I have since gone to thease clamps.... unless I need it to be 100% stock...
I use thease from Randakk's .... they work great unless I need the bike to be 100% stock.
Clamp by sixdog posted May 16, 2020 at 7:17 AM
Thanks for the advice. Good call on loose clamps. #1 and #2 were loose. After tightening them up i checked with starting fluid and #1 is working doing fine. #2 is still leaking. i'm pretty sure i installed the boot correctly but I've been wrong b4. So i'll pull it, check for correct installation and remove the spacers.
Side note. This is the First VFR I've owned. There are differences from other bikes i've owned and i would like to know if they are VFR inherent or do parts need either replacement or adjustment.
-The bike seems to be sensitive to pavement line grooves- While riding, I have to avoid the lines in the pavement or else the bike will be pushed off them. Its a weird feeling not something I've dealt with on past bikes.
-The braking feels heavy, not smooth and natural- i have read the manual and seen where its 30'-30Mph and 120'-60mph. To maintain that distance the front end just feels too heavy.
"-The bike seems to be sensitive to pavement line grooves- While riding, I have to avoid the lines in the pavement or else the bike will be pushed off them. Its a weird feeling not something I've dealt with on past bikes."--could be as simple as your tires are older (check birthday) and hardened and track the lines as a result.

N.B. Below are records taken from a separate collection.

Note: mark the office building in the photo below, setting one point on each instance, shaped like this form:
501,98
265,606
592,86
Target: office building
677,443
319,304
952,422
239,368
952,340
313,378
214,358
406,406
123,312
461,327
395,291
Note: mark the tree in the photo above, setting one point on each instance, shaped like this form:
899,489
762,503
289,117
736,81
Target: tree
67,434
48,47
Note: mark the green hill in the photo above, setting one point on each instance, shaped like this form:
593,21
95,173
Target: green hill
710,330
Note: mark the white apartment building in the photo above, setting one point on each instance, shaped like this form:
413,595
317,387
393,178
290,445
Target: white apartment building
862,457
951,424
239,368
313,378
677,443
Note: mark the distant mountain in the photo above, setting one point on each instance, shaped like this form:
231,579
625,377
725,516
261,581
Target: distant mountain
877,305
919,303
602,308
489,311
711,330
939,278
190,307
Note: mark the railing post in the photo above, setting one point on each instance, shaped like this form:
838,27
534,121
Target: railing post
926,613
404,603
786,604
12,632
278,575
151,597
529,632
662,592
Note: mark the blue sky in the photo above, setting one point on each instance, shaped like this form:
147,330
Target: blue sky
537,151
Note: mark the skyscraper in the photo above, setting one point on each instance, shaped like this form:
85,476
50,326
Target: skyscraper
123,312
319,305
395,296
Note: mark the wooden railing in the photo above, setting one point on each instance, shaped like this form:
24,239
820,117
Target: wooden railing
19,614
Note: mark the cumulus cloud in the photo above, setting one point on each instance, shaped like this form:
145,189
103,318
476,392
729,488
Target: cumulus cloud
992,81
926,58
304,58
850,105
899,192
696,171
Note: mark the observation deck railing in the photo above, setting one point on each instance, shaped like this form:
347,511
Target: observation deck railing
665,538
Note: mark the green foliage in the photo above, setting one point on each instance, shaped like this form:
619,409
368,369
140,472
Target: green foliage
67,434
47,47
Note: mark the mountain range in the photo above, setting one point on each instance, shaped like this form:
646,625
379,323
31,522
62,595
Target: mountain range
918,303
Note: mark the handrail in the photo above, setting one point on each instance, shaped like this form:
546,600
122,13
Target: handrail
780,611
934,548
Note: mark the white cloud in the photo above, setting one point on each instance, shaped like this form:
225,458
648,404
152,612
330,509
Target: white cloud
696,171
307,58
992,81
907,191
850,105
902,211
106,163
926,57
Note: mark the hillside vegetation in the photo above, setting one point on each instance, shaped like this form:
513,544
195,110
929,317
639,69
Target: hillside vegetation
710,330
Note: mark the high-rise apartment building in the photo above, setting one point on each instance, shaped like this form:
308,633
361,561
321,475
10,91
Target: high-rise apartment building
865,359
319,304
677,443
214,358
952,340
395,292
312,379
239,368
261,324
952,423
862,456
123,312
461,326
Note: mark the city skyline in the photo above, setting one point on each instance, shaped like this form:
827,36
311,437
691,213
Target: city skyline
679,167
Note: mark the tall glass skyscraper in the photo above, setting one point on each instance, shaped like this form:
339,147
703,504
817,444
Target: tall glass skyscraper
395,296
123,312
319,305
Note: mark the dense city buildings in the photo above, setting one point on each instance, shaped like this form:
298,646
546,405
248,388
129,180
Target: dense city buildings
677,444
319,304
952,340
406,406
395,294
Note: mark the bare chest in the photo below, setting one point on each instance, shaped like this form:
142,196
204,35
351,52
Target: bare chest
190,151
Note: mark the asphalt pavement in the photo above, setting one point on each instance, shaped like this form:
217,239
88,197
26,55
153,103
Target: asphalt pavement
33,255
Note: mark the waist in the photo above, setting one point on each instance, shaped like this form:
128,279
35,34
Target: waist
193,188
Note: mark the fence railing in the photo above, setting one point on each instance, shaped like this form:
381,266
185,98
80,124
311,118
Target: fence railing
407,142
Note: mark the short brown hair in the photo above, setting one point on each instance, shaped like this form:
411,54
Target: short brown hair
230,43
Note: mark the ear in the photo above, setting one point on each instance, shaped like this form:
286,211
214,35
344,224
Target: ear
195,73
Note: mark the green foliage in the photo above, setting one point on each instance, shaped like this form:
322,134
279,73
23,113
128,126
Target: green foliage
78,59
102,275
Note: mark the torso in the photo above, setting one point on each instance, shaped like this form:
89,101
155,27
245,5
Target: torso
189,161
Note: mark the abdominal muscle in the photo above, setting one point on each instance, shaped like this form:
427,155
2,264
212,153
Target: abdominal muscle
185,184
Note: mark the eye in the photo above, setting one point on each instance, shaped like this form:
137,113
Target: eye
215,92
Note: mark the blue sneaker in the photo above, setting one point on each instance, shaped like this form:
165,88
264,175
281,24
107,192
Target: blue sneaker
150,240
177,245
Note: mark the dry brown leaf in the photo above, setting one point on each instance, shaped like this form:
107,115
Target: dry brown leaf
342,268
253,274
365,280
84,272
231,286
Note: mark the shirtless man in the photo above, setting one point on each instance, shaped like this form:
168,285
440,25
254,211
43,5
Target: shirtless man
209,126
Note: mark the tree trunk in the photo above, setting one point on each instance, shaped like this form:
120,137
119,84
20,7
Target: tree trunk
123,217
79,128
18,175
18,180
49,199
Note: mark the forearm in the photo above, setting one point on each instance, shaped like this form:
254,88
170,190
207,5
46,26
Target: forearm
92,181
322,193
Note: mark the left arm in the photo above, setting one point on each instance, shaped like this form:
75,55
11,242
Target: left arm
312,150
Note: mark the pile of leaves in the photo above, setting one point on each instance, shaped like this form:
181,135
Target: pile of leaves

Typically with a 16" front you will find quick steering.
Tires are new. I have a 86 VFR with BT45s on it and I do not experience the bike wanting to follow lines to an extent that concerns me. Not any more than any other bike I should say. Steering head bearings? Front wheel bearings? Excessively worn front fork bushings?
Or everything is fine and you're just not accustomed to this bike. Hard to say, everybody's idea of what is normal is different.
And I can't relate to your description of the braking. Not sure what you are trying to convey.
Yes, Quick steer! That is what it feels like. It feels like the steering is sensitive. And After it's loaded from braking its sensitive. Sounds like its partly inherent and possibly front end needs rebuilding.